Vacuum statistics

From: Alena Rybakina <lena(dot)ribackina(at)yandex(dot)ru>
To: PostgreSQL Developers <pgsql-hackers(at)lists(dot)postgresql(dot)org>, Andrei Zubkov <zubkov(at)moonset(dot)ru>, Andrey Lepikhov <a(dot)lepikhov(at)postgrespro(dot)ru>
Subject: Vacuum statistics
Date: 2024-05-30 17:33:51
Message-ID: bee34abe-fe87-49b3-8523-8ae19e641ccf@yandex.ru
Views: Raw Message | Whole Thread | Download mbox | Resend email
Thread:
Lists: pgsql-hackers

Hello, everyone!

I think we don't have enough information to analyze vacuum functionality.

Needless to say that the vacuum is the most important process for a
database system. It prevents problems like table and index bloating and
emergency freezing if we have a wraparound problem. Furthermore, it
keeps the visibility map up to date. On the other hand, because of
incorrectly adjusted aggressive settings of autovacuum it can consume a
lot of computing resources that lead to all queries to the system
running longer.

Nowadays the vacuum gathers statistical information about tables, but it
is important not for optimizer only.

Because the vacuum is an automation process, there are a lot of settings
that determine their aggressive functionality to other objects of the
database. Besides, sometimes it is important to set a correct parameter
for the specified table, because of its dynamic changes.

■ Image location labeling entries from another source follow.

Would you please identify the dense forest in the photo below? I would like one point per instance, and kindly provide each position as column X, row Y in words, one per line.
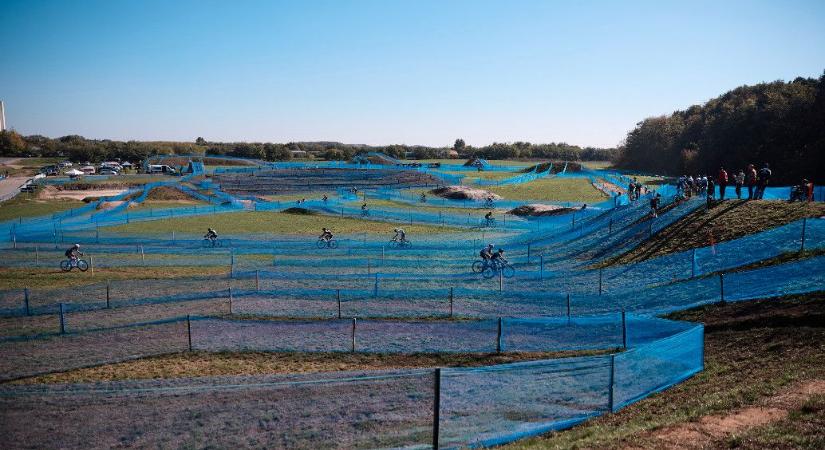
column 78, row 148
column 779, row 123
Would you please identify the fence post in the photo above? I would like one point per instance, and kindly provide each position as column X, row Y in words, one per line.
column 498, row 336
column 451, row 302
column 189, row 331
column 62, row 320
column 722, row 287
column 436, row 406
column 612, row 382
column 624, row 330
column 354, row 321
column 693, row 264
column 541, row 267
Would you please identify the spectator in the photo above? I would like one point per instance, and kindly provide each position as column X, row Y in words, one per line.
column 722, row 180
column 750, row 179
column 762, row 181
column 739, row 180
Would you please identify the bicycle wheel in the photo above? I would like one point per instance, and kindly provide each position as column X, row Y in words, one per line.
column 508, row 272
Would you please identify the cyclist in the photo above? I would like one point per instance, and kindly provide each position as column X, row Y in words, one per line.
column 73, row 252
column 497, row 260
column 400, row 235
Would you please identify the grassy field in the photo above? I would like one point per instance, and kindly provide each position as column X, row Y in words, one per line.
column 728, row 220
column 551, row 189
column 18, row 278
column 755, row 351
column 271, row 222
column 25, row 205
column 198, row 364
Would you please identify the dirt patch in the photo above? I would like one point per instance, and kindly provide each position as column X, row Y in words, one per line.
column 714, row 428
column 464, row 193
column 51, row 193
column 725, row 221
column 539, row 210
column 198, row 364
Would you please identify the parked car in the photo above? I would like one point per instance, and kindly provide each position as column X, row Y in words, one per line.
column 105, row 170
column 158, row 168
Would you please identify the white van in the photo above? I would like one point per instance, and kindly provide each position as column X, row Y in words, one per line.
column 158, row 168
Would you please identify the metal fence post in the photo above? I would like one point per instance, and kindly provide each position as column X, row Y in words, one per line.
column 354, row 321
column 189, row 331
column 62, row 319
column 451, row 302
column 436, row 406
column 498, row 335
column 722, row 287
column 624, row 330
column 612, row 382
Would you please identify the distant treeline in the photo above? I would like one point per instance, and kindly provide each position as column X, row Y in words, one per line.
column 780, row 123
column 78, row 148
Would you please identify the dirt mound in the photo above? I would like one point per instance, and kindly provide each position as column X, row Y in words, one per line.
column 167, row 193
column 725, row 221
column 539, row 210
column 298, row 211
column 464, row 193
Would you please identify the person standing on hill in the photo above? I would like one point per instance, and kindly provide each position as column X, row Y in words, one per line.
column 739, row 180
column 762, row 181
column 722, row 179
column 750, row 180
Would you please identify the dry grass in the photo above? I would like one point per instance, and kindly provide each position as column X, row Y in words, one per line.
column 726, row 221
column 198, row 364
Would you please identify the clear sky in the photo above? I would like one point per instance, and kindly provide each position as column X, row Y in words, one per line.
column 385, row 72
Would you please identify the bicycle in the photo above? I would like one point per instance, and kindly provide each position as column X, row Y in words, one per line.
column 400, row 243
column 327, row 243
column 210, row 243
column 506, row 270
column 68, row 264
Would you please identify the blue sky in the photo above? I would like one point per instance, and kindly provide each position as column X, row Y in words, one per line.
column 385, row 72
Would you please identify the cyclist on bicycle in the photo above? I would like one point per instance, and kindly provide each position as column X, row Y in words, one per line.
column 73, row 252
column 400, row 235
column 489, row 218
column 486, row 254
column 497, row 260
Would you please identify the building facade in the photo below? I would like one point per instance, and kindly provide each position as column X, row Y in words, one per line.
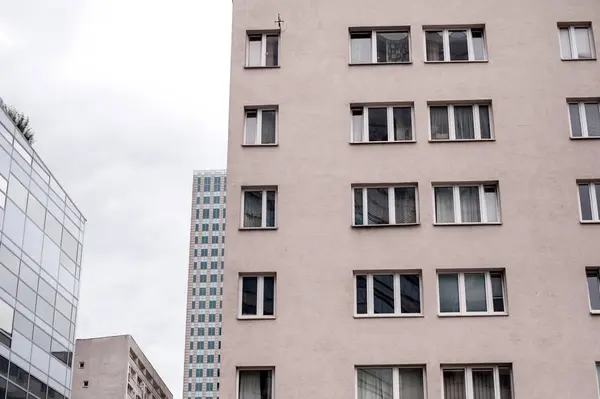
column 205, row 285
column 415, row 193
column 115, row 367
column 41, row 240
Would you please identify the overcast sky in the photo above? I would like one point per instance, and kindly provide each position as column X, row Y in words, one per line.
column 127, row 98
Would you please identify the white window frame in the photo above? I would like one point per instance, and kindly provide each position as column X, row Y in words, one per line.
column 263, row 219
column 456, row 203
column 462, row 297
column 446, row 43
column 573, row 41
column 374, row 45
column 593, row 202
column 452, row 122
column 390, row 123
column 397, row 294
column 582, row 118
column 468, row 371
column 263, row 48
column 391, row 205
column 258, row 138
column 260, row 295
column 395, row 377
column 240, row 369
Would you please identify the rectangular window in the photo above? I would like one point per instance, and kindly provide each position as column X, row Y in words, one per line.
column 467, row 44
column 256, row 383
column 258, row 208
column 589, row 202
column 262, row 50
column 468, row 293
column 260, row 126
column 477, row 382
column 380, row 47
column 460, row 122
column 381, row 124
column 393, row 293
column 391, row 383
column 257, row 296
column 585, row 118
column 576, row 42
column 464, row 204
column 380, row 206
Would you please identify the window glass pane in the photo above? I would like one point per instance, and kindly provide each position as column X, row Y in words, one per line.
column 565, row 44
column 484, row 122
column 406, row 205
column 458, row 45
column 592, row 116
column 378, row 206
column 269, row 296
column 410, row 296
column 392, row 47
column 375, row 383
column 249, row 295
column 252, row 208
column 361, row 294
column 254, row 50
column 444, row 205
column 255, row 384
column 270, row 208
column 272, row 56
column 582, row 38
column 475, row 292
column 268, row 126
column 402, row 123
column 383, row 294
column 440, row 129
column 448, row 293
column 360, row 48
column 491, row 203
column 505, row 382
column 478, row 45
column 575, row 120
column 585, row 202
column 378, row 124
column 357, row 124
column 463, row 120
column 251, row 127
column 497, row 291
column 483, row 384
column 469, row 204
column 434, row 46
column 454, row 384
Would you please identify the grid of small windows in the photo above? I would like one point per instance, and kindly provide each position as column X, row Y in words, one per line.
column 205, row 286
column 40, row 265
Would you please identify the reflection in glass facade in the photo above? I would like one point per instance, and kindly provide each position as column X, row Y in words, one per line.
column 41, row 235
column 205, row 286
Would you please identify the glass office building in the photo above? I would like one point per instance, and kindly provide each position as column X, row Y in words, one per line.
column 41, row 235
column 205, row 286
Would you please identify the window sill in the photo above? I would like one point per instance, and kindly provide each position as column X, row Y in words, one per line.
column 462, row 140
column 379, row 63
column 458, row 62
column 469, row 224
column 382, row 142
column 450, row 315
column 262, row 67
column 368, row 226
column 256, row 228
column 390, row 316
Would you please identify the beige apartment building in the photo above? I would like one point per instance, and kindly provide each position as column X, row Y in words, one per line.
column 115, row 368
column 416, row 194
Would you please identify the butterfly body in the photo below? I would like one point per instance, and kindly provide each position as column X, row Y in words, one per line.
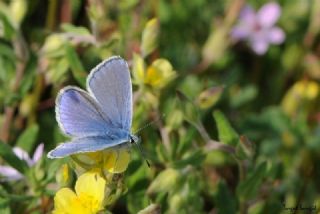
column 100, row 118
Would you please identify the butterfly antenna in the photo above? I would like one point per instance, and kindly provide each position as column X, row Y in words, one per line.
column 148, row 124
column 142, row 154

An administrator of a database needs to set the settings of autovacuum
to have a balance between the vacuum's useful action in the database
system on the one hand, and the overhead of its workload on the other.
However, it is not enough for him to decide on vacuum functionality
through statistical information about the number of vacuum passes
through tables and operational data from progress_vacuum, because it is
available only during vacuum operation and does not provide a strategic
overview over the considered period.

To sum up, an automation vacuum has a strategic behavior because the
frequency of its functionality and resource consumption depends on the
workload of the database. Its workload on the database is minimal for an
append-only table and it is a maximum for the table with a
high-frequency updating. Furthermore, there is a high dependence of the
vacuum load on the number and volume of indexes. Because of the absence
of the visibility map for indexes, the vacuum scans the index
completely, and the worst situation when it needs to do it during a
bloating index situation in a small table.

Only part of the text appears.